World Economy

South Korea Plans to Tighten Mortgage Rules

Total borrowing amounted to $1.23 trillion as of the Q2  this year, up 10.4% from a year earlier.Total borrowing amounted to $1.23 trillion as of the Q2  this year, up 10.4% from a year earlier.

South Korea will impose fresh mortgage curbs for owners of multiple homes to put a brake on binge borrowing, amid concerns a build-up in household debt could leave the economy exposed to a crash, the government said on Tuesday.

Starting 2018, borrowers applying for mortgages on second homes will see tightened loan limits, with lenders required to include principal balance of the borrowers’ existing debt in measuring their credit worthiness for new loans, Reuters reported.

Currently, debt repayment is limited to 40% of home buyers’ annual income in Seoul and its outskirts, and banks’ measure of debt obligations only include interest payments and not the principal balance.

The new rules will aim to better assess borrowers’ debt obligations from the first home to prevent binge borrowing, at a time when the nation’s household debt is expanding at a double-digit pace and crimping private consumption.

“Excessive household debt expansion leads to increasing debt repayment burdens and restrains private consumption and economic growth,” the finance ministry and regulator said in a joint statement.

The sum of home loans, credit purchases and other household borrowing totaled 1,388.3 trillion won ($1.23 trillion) as of the second quarter this year, up 10.4% from a year earlier.

The new rules follow the Bank of Korea’s policy meeting last week, at which it held interest rates at a record low but at which a dissenting board member called for a rate hike amid a stronger outlook for growth.
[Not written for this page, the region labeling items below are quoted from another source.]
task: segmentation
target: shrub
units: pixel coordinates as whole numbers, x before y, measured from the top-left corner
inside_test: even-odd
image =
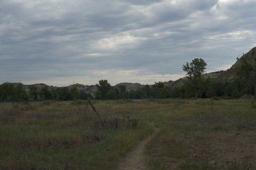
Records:
[[[253,99],[253,96],[252,95],[245,94],[239,98],[241,99]]]
[[[220,97],[217,97],[217,96],[212,97],[212,98],[214,100],[220,100]]]
[[[252,108],[255,109],[256,108],[256,103],[252,102],[251,103],[251,106]]]

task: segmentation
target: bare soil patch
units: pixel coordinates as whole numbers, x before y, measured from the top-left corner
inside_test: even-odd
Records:
[[[116,169],[146,169],[148,157],[144,154],[144,148],[147,142],[156,134],[159,129],[156,128],[155,132],[150,136],[139,142],[137,145],[128,152],[119,161]]]

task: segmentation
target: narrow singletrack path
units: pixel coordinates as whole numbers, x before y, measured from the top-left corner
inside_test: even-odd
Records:
[[[148,158],[144,154],[144,147],[148,141],[154,137],[159,130],[158,128],[156,128],[155,132],[150,136],[140,141],[135,148],[128,152],[119,161],[116,169],[146,169]]]

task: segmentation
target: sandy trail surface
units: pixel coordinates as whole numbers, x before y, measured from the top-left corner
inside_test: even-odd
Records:
[[[146,169],[148,158],[144,154],[144,147],[148,141],[151,138],[154,137],[159,130],[159,129],[156,128],[153,134],[140,141],[134,148],[127,152],[120,160],[116,169]]]

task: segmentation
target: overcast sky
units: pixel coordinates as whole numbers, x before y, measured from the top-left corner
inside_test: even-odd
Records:
[[[0,84],[175,80],[256,46],[255,0],[1,0]]]

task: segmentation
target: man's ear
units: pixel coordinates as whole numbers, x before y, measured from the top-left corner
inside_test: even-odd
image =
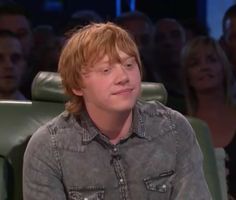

The dissenting vote prompted some economists to bring forward the timing of a rate hike at the Bank of Korea to the Nov. 30 meeting.

As of the end of 2016, South Korea’s household debt-to-gross domestic product stood at 95.6%, above the average of 70% for the members of the Organization for Economic Cooperation and Development.

High-speed household debt growth is a concern especially as economists expect the Bank of Korea to increase policy rates in the coming months, which may raise debt repayment burdens for vulnerable homes.

Twelve out of 20 economists polled by Reuters on Oct. 17 saw the BoK hiking key interest rates during the first half of 2018, ending an easing cycle that began in 2011.

As the International Monetary Fund saw the country’s household debt situation as “manageable”, the government reiterated the economy can sufficiently manage the debt.

Of the 1,400 trillion won debt, 320,000 households with 92 trillion won debt are facing difficulties in paying back the money they owe to banks and mutual savings banks. This is because they have a negative cash flow, meaning their monthly paychecks are not enough to meet their debt obligations.